RSA Data Security, Inc. MD5 Message Digest Algorithm

Title:

Language:

Author:

Philip J. Erdelsky

Date:

August 8, 2002

Usage:

Public domain; no restrictions on use

Portability:

Any C environment, also compiles as C++

Keywords:

MD5, cryptography

Abstract:

A C package to calculate the RSA Data Security, Inc. MD5 Message Digest

Source code:

md5.txt

Introduction

The code in this package is taken mainly from Ronald Rivest's original 1992 memorandum (see www.ietf.org/rfc/rfc1321.txt). It computes the 128-bit RSA Data Security, Inc. MD5 message digest of a byte stream. Although the MD5 algorithm defines a digest for bit streams of any size, this package handles only streams of 8-bit bytes.

Although most of the code in Rivest's original memo has been retained, it has been cleaned up quite a bit:

The modified code compiles as either C or C++; the original compiled only as C.
The modified code has prototypes and "const" pointers to force extra error checking.
The code has been indented in a uniform way.

How to Use the Package

The package resides in the files md5.h and md5.c. The file md5.txt contains both files in text form.

Use a text editor to separate the files. Include the file md5.h in any source module that calls on the package. Compile the file md5.c and link it to the rest of your application.

If the package is used on a little-endian machine, such as the Pentium family, the preprocessor label LITTLE_ENDIAN should be defined so the package can avoid some of the byte-swapping that is required on big-endian machines.

To compute the message digest of a byte stream, first define a context buffer and open it:

     MD5Open(pmd5);

     MD5 *pmd5;                pointer to MD5 context buffer

Then feed the byte stream, a block at a time, to the MD5Digest() function:

     MD5Digest(pmd5, buffer, buflen);

     MD5 *pmd5;                pointer to MD5 context buffer

     const void *buffer;       pointer to first byte of block

     unsigned buflen;          number of bytes in block

Finally, close the context buffer and obtain the digest:

     M5Close(pmd5, digest);

     MD5 *pmd5;                pointer to MD5 context buffer

     unsigned char digest[16]; digest

For example, the following code computes the digest of a file:

     #include "md5.h"
     ...

     MD5 md5;
     FILE *fp = fopen(filespecs, "r");
     char buffer[64];
     unsigned char digest[16];
     int length;
     MD5Open(&md5);
     while ((length = fread(buffer, 1, sizeof(buffer), fp)) > 0)
       MD5Digest(&md5, buffer, length);
     MD5Close(&md5, digest);
     fclose(fp);

Although MD5Digest() can handle blocks of any size (even zero), it operates internally on blocks of size 64, so it is most efficient if given blocks that are exact multiples of this size.

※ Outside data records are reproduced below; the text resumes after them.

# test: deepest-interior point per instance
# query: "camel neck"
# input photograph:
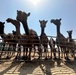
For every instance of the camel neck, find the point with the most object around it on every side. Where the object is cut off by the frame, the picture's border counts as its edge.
(42, 30)
(70, 36)
(25, 26)
(58, 30)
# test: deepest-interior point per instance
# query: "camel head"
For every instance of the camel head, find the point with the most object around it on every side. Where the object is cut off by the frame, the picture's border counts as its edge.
(8, 20)
(70, 31)
(43, 23)
(22, 16)
(2, 27)
(56, 21)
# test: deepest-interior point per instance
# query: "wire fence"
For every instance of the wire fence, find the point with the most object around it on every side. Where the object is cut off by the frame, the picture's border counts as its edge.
(34, 48)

Applications of Message Digests

It is obviously not impossible for two different byte streams to give the same digest, but it is so difficult to find two such streams that the digest can be considered unique for all practical purposes.

One use of message digests is in digital signatures. Public key cryptography is used to obtain a pair of keys, one public and one private. A digest of the message is computed, and the private key is used to encrypt the digest. The encrypted digest is the signature.

The signature can be verified by using the public key to decrypt it and comparing the result to a digest computed from the message. If they match, the message must have been signed by someone having access to the private key.

Of course, it would be possible to dispense with the digest and sign the entire message piecemeal. However, this is seldom done because public key encryption is much slower than the computation of a message digest.

Message digests can also be used to establish the creation date of a message without revealing its contents. The creator computes a message digest and files the digest with a reliable registrar, who notes the filing date. If the creator later reveals the message, anyone can show that it was created on or before the filing date by recomputing the message digest and comparing it to the filed message digest.

This technique offers reasonable security in most cases because it is virtually impossible to recover the message from the digest, unless it is very short or almost all of it is already known. Even in these special cases the message can be hidden by simply padding it with random gibberish.